Wednesday, June 17

Future of Hadoop and Trends

I'm writing up my notes from last week's Hadoop Summit. Here are my notes from the Futures Panel as well as some other thoughts on Hadoop's evolution.

Futures Panel
Core by Sanjay Radia
  • Focus improving backwards compatibility (with 0.21 release)
  • APIs and configuration improvements – API cleanup slotted for 0.21
  • Near-term: Product file system
  • Beyond 2009: support for wide area and federated file systems. Live applications and online saving of data.
  • Performance – Write latency improvements, especially due to bad disks
  • Throughput – support for 5K nodes and 20K clients
  • Append and Flush support (allow applications to know when data has been written to disk)
  • Faster restart of Namenode server (it currently can take up to 15 minutes to load logs into memory and resume state)
Map/Reduce – Owen O'Malley, Y!
  • Move HDFS and Map/Reduce out (split projects)
  • 10 minute test and build process (goal: 0 warnings)
  • Stable interfaces
  • Commit the major shuffle phase re-write used for terabyte sort (low latency)
Shedulers – Y! uses Capacity scheduler, Facebook uses Fair Share. In 0.21 they will add support for dynamic priorities.

Oozie – A server based workflow engine for M/R jobs. It supports a directed acyclic graph (DAG) of actions.

AVRO – Doug Cutting, Y!
Yet another serialization system
  • Single system for both data serialization and RPC
  • Support Dynamic data types (self-describing data)
  • High-performance bulk data transfer in RPC
vs. Procol Buffers And Thrift
  • Both require code generation, which is awkward for scripting systems
  • Data is tagged (making it larger)
  • Use numeric field identifiers which is retro (not good)
The language for Schema (IDL) is JSON.

Hive and Hadoop @ Facebook by Joydeep Sarma
- See Hive Wiki. Lot of query language improvements, metadata enhancements (schema evolution), and performance (add indexes)

  • Performance improvements (latency). It is now 1.2-1.3x normal M/R jobs
  • Add a SQL interface (90% done). Make UDFs work in both.
  • Add metadata for grid (hierarchical data sets)
  • New storage access layer that is column-oriented. This allows fast projection and early row filtering. The new storage layer will provide great utility to HBase and other projects as well.
One area of active discussion is the fragmentation over different approaches to similar problems, particularly between Facebook and Yahoo!. Yahoo! is adding support for SQL to PIG which competes directly with Facebook's HIVE system. FB and Y! developed their own work flow systems, use different scheduling systems, and serialization frameworks (AVRO vs Thrift), and the list goes on. In the short-term this is creating a complicated landscape for new users. However, hopefully the competition and diversity of approaches will result in better products.

Other Trends
One clear trend was adoption by users outside of the core Java community.

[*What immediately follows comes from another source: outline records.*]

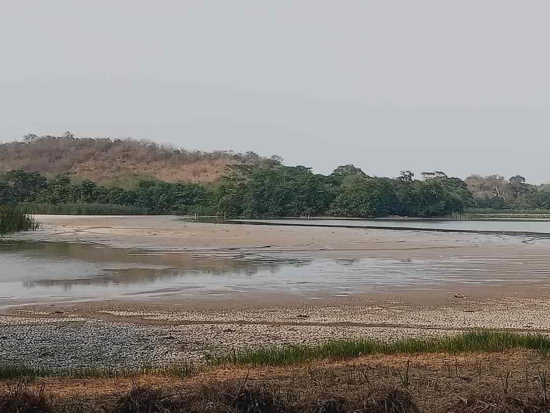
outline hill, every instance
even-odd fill
[[[254,152],[203,152],[178,149],[148,140],[28,135],[0,145],[0,172],[37,171],[48,177],[68,173],[76,180],[128,187],[139,179],[169,182],[212,182],[228,165],[254,164]]]

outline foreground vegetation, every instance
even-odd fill
[[[0,236],[21,231],[34,231],[40,224],[19,208],[0,206]]]
[[[87,368],[59,369],[53,367],[24,367],[0,365],[0,379],[18,377],[116,378],[154,374],[175,377],[192,376],[219,366],[292,366],[312,361],[337,361],[375,355],[414,355],[448,353],[491,353],[512,350],[534,350],[545,356],[550,351],[550,337],[542,334],[520,334],[506,332],[475,330],[456,335],[427,339],[410,339],[386,343],[358,339],[329,342],[316,346],[273,346],[229,354],[206,355],[206,364],[188,362],[161,367],[139,368]]]
[[[7,413],[537,413],[547,360],[514,352],[363,357],[191,378],[0,382]]]
[[[360,355],[414,355],[447,352],[494,352],[514,349],[533,350],[546,354],[550,338],[541,334],[516,334],[474,331],[455,336],[410,339],[391,343],[353,340],[327,343],[318,346],[296,345],[234,352],[215,357],[216,364],[239,366],[287,366],[311,361],[344,360]]]

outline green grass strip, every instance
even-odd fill
[[[550,350],[550,339],[542,334],[516,334],[501,332],[472,331],[454,336],[409,339],[389,343],[351,340],[317,346],[273,347],[211,357],[215,365],[251,366],[287,366],[321,360],[342,360],[362,355],[413,355],[421,353],[494,352],[514,349]]]
[[[536,350],[545,355],[550,351],[550,337],[542,334],[515,334],[479,330],[457,335],[428,339],[409,339],[385,343],[366,339],[331,341],[317,346],[293,345],[234,351],[209,355],[208,365],[289,366],[323,360],[336,360],[371,355],[409,355],[429,353],[498,352],[514,349]],[[204,366],[203,366],[204,367]],[[183,362],[160,367],[139,368],[90,368],[59,369],[0,365],[0,379],[63,377],[67,378],[124,378],[143,374],[188,377],[201,371]]]

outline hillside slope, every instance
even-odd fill
[[[145,140],[29,135],[0,145],[0,172],[36,171],[48,177],[68,173],[76,180],[127,187],[137,179],[211,182],[228,165],[261,160],[252,152],[188,151]]]

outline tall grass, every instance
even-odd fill
[[[19,208],[0,206],[0,236],[20,231],[34,231],[40,224]]]
[[[21,204],[26,214],[64,215],[146,215],[147,208],[112,204]]]
[[[333,341],[317,346],[295,345],[235,351],[211,357],[215,365],[285,366],[321,360],[340,360],[373,354],[492,352],[513,349],[550,350],[550,338],[541,334],[516,334],[502,332],[473,331],[455,336],[410,339],[391,343],[369,340]]]

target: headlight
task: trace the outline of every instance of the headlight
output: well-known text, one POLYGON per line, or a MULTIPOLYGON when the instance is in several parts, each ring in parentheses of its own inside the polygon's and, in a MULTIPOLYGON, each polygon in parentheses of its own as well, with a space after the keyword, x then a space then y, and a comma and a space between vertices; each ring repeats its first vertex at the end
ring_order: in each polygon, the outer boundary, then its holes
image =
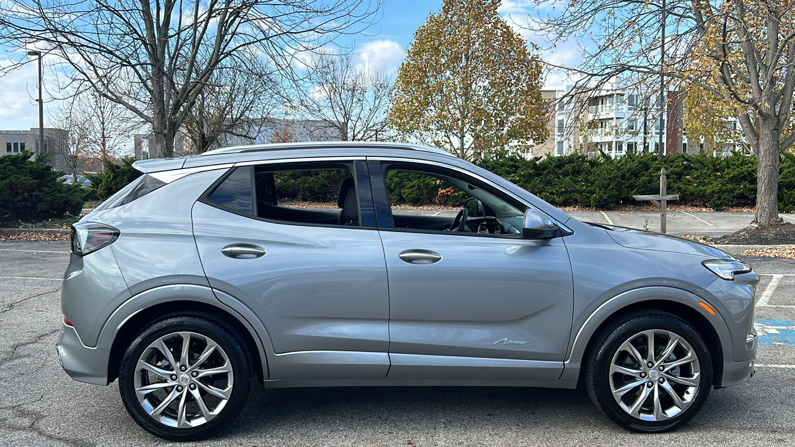
POLYGON ((704 261, 701 264, 712 273, 727 281, 734 281, 735 274, 749 273, 751 270, 750 266, 739 261, 730 261, 728 259, 712 259, 704 261))

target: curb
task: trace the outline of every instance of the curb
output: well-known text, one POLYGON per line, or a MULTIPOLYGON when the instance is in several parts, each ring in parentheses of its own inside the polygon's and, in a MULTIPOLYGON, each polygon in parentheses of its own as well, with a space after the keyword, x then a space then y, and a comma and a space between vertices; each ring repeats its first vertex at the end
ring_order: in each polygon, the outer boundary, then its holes
POLYGON ((68 235, 68 228, 0 228, 0 235, 18 235, 19 233, 42 233, 45 235, 68 235))
POLYGON ((785 247, 795 247, 795 243, 786 243, 778 245, 721 245, 715 244, 712 247, 723 250, 729 255, 739 255, 747 250, 762 250, 762 248, 782 248, 785 247))

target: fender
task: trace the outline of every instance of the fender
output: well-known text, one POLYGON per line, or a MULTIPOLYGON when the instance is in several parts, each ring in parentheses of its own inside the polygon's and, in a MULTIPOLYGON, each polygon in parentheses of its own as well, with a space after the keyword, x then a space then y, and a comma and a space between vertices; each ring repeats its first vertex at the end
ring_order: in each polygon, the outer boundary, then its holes
MULTIPOLYGON (((633 289, 607 300, 588 316, 574 337, 574 342, 572 344, 568 358, 564 363, 564 371, 563 374, 560 375, 560 379, 569 380, 577 379, 585 354, 585 348, 602 323, 628 305, 653 300, 669 301, 687 305, 712 323, 721 340, 731 340, 728 326, 723 318, 719 314, 710 314, 698 305, 699 301, 706 301, 704 298, 686 290, 672 287, 650 286, 633 289)), ((707 302, 712 305, 712 303, 707 302)), ((731 344, 723 344, 723 351, 724 360, 734 359, 731 344)))
POLYGON ((258 318, 245 305, 233 297, 215 291, 210 287, 196 284, 172 284, 161 286, 141 292, 122 303, 111 317, 99 332, 99 345, 111 347, 119 329, 133 316, 153 305, 175 301, 197 301, 211 305, 231 315, 249 332, 257 345, 257 350, 262 361, 262 371, 267 379, 268 356, 273 355, 273 344, 258 318), (216 297, 216 293, 219 296, 216 297), (222 299, 223 297, 223 299, 222 299))

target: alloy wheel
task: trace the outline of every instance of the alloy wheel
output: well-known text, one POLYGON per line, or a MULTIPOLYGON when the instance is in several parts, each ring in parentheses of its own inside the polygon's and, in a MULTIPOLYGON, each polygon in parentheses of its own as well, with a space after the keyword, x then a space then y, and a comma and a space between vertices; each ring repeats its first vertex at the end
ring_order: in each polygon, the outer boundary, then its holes
POLYGON ((167 426, 190 428, 215 418, 229 402, 234 371, 210 337, 172 332, 144 349, 133 383, 142 408, 167 426))
POLYGON ((686 410, 699 391, 700 365, 691 345, 667 330, 638 332, 619 348, 610 366, 613 398, 642 421, 669 419, 686 410))

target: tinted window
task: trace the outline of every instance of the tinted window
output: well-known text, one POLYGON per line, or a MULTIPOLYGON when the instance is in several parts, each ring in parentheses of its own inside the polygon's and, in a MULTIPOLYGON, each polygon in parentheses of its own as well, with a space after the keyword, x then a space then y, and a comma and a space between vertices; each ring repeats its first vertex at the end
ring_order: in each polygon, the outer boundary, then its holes
POLYGON ((165 185, 165 181, 159 181, 150 175, 144 175, 135 179, 130 185, 122 188, 110 199, 103 202, 97 207, 97 211, 119 207, 123 204, 143 197, 146 194, 157 189, 165 185))
POLYGON ((269 171, 268 167, 254 169, 258 217, 301 224, 359 225, 359 201, 347 169, 269 171), (341 188, 343 197, 339 196, 341 188), (349 200, 343 210, 346 198, 349 200))
POLYGON ((242 214, 254 214, 251 194, 251 168, 235 168, 235 172, 215 188, 210 200, 224 208, 242 214))

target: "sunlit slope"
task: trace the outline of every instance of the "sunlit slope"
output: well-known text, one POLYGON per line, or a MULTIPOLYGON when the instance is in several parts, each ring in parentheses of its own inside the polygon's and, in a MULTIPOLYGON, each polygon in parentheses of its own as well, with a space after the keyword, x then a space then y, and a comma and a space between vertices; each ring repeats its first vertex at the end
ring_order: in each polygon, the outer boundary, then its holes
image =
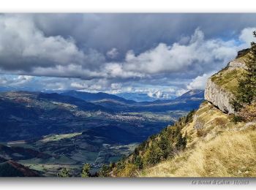
POLYGON ((255 177, 256 123, 236 124, 204 103, 186 125, 187 148, 173 159, 140 172, 140 177, 255 177))

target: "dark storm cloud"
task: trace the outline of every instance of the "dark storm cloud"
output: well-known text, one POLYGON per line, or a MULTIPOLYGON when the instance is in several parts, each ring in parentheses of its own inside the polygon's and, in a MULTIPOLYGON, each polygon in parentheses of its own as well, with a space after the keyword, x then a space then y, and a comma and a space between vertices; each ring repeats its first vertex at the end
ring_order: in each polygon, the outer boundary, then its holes
POLYGON ((206 38, 230 38, 256 26, 255 14, 53 14, 34 15, 47 36, 72 36, 83 48, 106 53, 116 48, 142 53, 159 42, 171 44, 197 28, 206 38))
POLYGON ((203 88, 252 40, 255 15, 3 14, 0 72, 73 78, 50 80, 48 88, 203 88))

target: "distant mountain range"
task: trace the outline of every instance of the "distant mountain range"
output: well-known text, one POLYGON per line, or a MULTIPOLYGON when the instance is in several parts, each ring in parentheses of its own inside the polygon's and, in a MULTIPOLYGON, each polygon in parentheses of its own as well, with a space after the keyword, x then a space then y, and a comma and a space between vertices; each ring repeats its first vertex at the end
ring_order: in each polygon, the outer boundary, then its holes
POLYGON ((203 91, 143 102, 105 93, 1 92, 0 170, 10 170, 10 176, 37 176, 29 166, 41 168, 40 175, 56 176, 59 167, 48 164, 68 164, 75 175, 80 172, 75 168, 85 162, 97 170, 127 155, 135 144, 203 101, 203 91), (37 160, 45 167, 38 167, 37 160))
POLYGON ((141 102, 127 100, 106 93, 93 94, 69 91, 61 94, 82 99, 94 104, 99 104, 118 112, 165 112, 177 110, 189 111, 197 109, 198 104, 204 99, 204 91, 202 90, 189 91, 174 99, 158 99, 153 102, 141 102))

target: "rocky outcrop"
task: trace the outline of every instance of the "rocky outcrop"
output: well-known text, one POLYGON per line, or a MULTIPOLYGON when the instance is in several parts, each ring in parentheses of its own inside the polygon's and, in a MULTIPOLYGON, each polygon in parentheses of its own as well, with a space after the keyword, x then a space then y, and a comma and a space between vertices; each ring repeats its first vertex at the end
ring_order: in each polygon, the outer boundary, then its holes
POLYGON ((242 61, 239 61, 238 59, 235 59, 234 61, 230 61, 227 66, 229 69, 236 69, 236 68, 242 68, 242 69, 246 69, 246 66, 244 63, 242 61))
POLYGON ((228 63, 226 68, 211 76, 207 81, 205 99, 227 113, 235 113, 230 100, 236 93, 237 78, 241 77, 243 69, 246 69, 250 49, 238 51, 236 59, 228 63))
POLYGON ((225 91, 212 82, 211 78, 208 80, 205 90, 205 99, 222 112, 227 113, 235 113, 230 103, 232 96, 231 93, 225 91))

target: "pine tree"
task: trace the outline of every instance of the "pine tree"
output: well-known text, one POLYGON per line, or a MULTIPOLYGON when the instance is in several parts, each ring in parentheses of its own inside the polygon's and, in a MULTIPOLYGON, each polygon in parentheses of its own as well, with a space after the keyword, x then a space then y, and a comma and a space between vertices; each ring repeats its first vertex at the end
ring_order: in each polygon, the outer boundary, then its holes
POLYGON ((83 170, 81 173, 82 178, 88 178, 90 175, 91 166, 89 164, 85 164, 83 167, 83 170))
POLYGON ((70 177, 69 170, 67 168, 62 168, 61 172, 57 174, 57 177, 59 177, 59 178, 70 177))

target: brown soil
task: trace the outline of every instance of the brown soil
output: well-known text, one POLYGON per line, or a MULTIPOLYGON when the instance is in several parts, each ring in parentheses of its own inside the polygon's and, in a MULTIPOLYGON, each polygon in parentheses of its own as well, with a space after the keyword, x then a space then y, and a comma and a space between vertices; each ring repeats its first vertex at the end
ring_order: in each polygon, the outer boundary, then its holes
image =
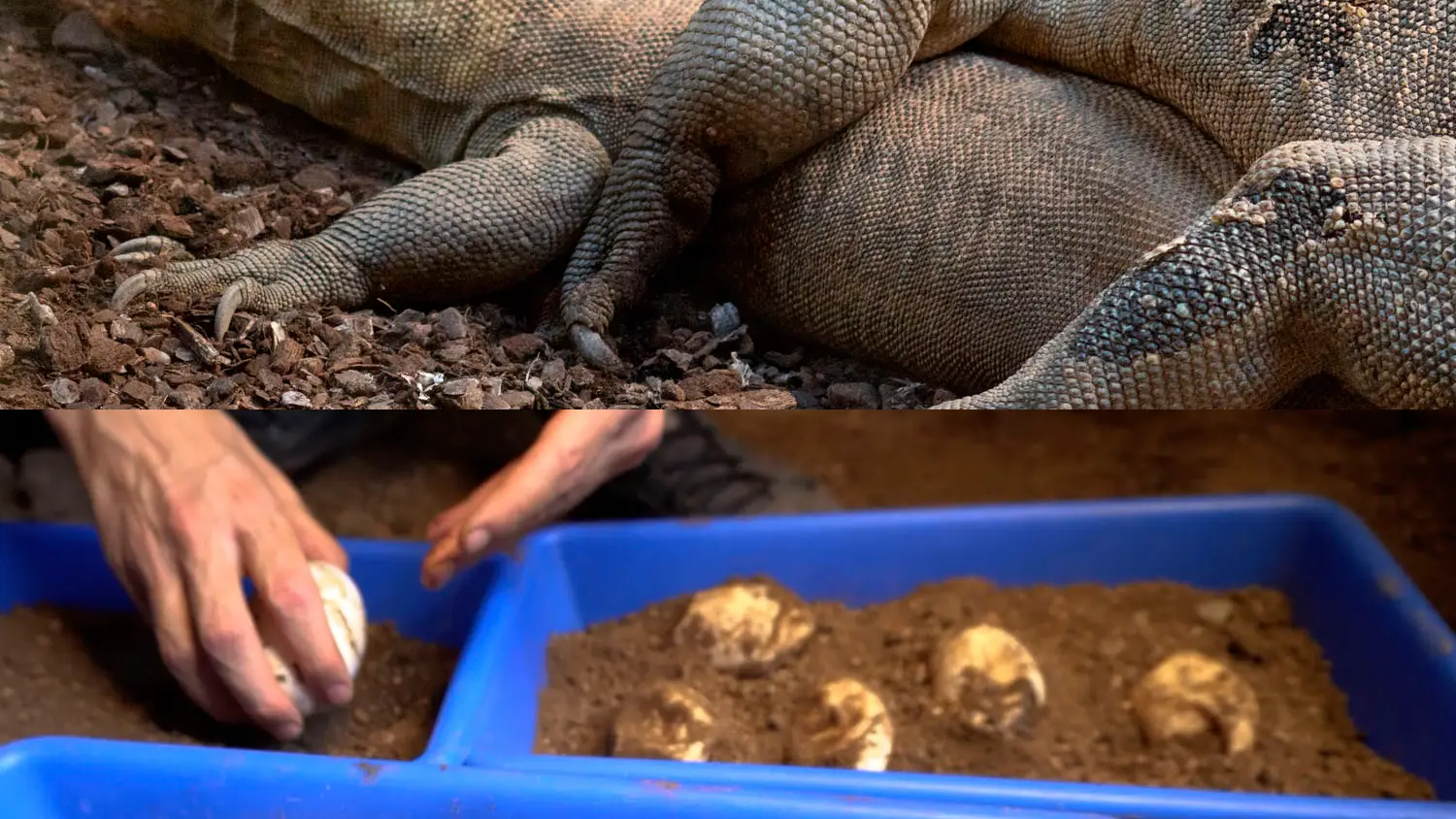
POLYGON ((0 615, 0 745, 66 735, 414 759, 430 740, 456 656, 370 626, 352 706, 310 719, 297 742, 280 745, 194 706, 137 617, 22 607, 0 615))
POLYGON ((767 676, 740 679, 673 644, 687 605, 678 598, 552 640, 536 746, 603 755, 626 694, 681 679, 706 697, 722 729, 715 761, 783 764, 798 697, 853 676, 890 710, 894 771, 1434 799, 1428 784, 1360 742, 1319 647, 1290 624, 1283 595, 1227 595, 1233 614, 1206 621, 1198 607, 1210 599, 1217 595, 1169 583, 996 589, 951 580, 856 611, 815 604, 818 631, 805 649, 767 676), (964 733, 930 695, 935 646, 977 623, 1013 633, 1045 675, 1047 710, 1010 740, 964 733), (1181 649, 1227 662, 1255 688, 1261 717, 1252 751, 1226 756, 1216 740, 1144 743, 1125 706, 1128 690, 1181 649))
POLYGON ((639 367, 629 380, 607 377, 527 332, 549 272, 488 304, 240 314, 220 345, 188 329, 211 336, 215 300, 138 301, 116 314, 116 284, 151 266, 108 259, 119 241, 160 233, 215 257, 304 237, 416 169, 205 57, 149 58, 74 31, 58 49, 58 20, 45 0, 0 10, 0 407, 783 409, 952 397, 792 345, 756 345, 747 329, 715 336, 711 294, 667 292, 626 316, 617 340, 639 367), (274 340, 269 319, 287 340, 274 340), (754 367, 747 387, 734 355, 754 367), (441 380, 424 397, 421 374, 441 380), (833 384, 846 387, 831 397, 833 384))

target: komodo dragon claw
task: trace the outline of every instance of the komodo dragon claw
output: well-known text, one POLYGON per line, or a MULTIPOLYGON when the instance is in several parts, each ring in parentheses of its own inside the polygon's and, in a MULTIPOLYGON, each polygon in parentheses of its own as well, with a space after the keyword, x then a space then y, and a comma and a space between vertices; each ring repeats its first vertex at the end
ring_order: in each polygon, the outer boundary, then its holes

There was an analogy that writing pure M/R is like writing in assembly and the trend is to write applications in the newer high-level languages. The development of these new languages and tools is leading to increased Hadoop adoption by data warehousing specialists, analysts, and even non-programmers. Even for programmers, there is a trend away from pure M/R in Java to using less verbose languages.

Streaming is a utility that allows you to write MapReduce jobs with any executable or script. It has a text input and output model. This serialization overhead leads to a 20-100% overhead in your job (although the average is usually 20-30%). This lets you write your code in Ruby or Python.

PIG is a high-level declarative language with support for user-defined functions in multiple different languages. It's widely used at Y! for analytics in advertising and search log analysis. It will soon support a subset of SQL to make it easier to use and be faster as a result of further performance optimizations. Again, user functions are often being defined in Python and Ruby.

HIVE is a SQL layer for M/R data processing. It's used at Facebook for their data warehousing and analytics.

JAQL is a declarative language from IBM Research that lets programmers work at multiple levels of abstraction (not just high-level like PIG or low-level map-reduce). It provides a detailed query plan of what will run that can be modified and changed to suit your needs

Cascading - Allows complex data flows and processing. This is one of the new hot frameworks that got a lot of talk at the conference. I admit I'm not too familiar with it, but I'm interested in learning more.

There was an emphasis on rapid iteration and prototyping applications on big data quickly. These frameworks emphasize ease of use over performance. Performance is less of a concern when you have a large cluster (or Amazon EC2) and can throw massive amounts of hardware at the problem.

Monday, June 15

Large Graph Analysis at Google with Pregel

Today, on the Research blog Google talked about Pregel, the large-scale graph analysis system they use on the web graph and other graphs. Details are still emerging, but read the blog post for details.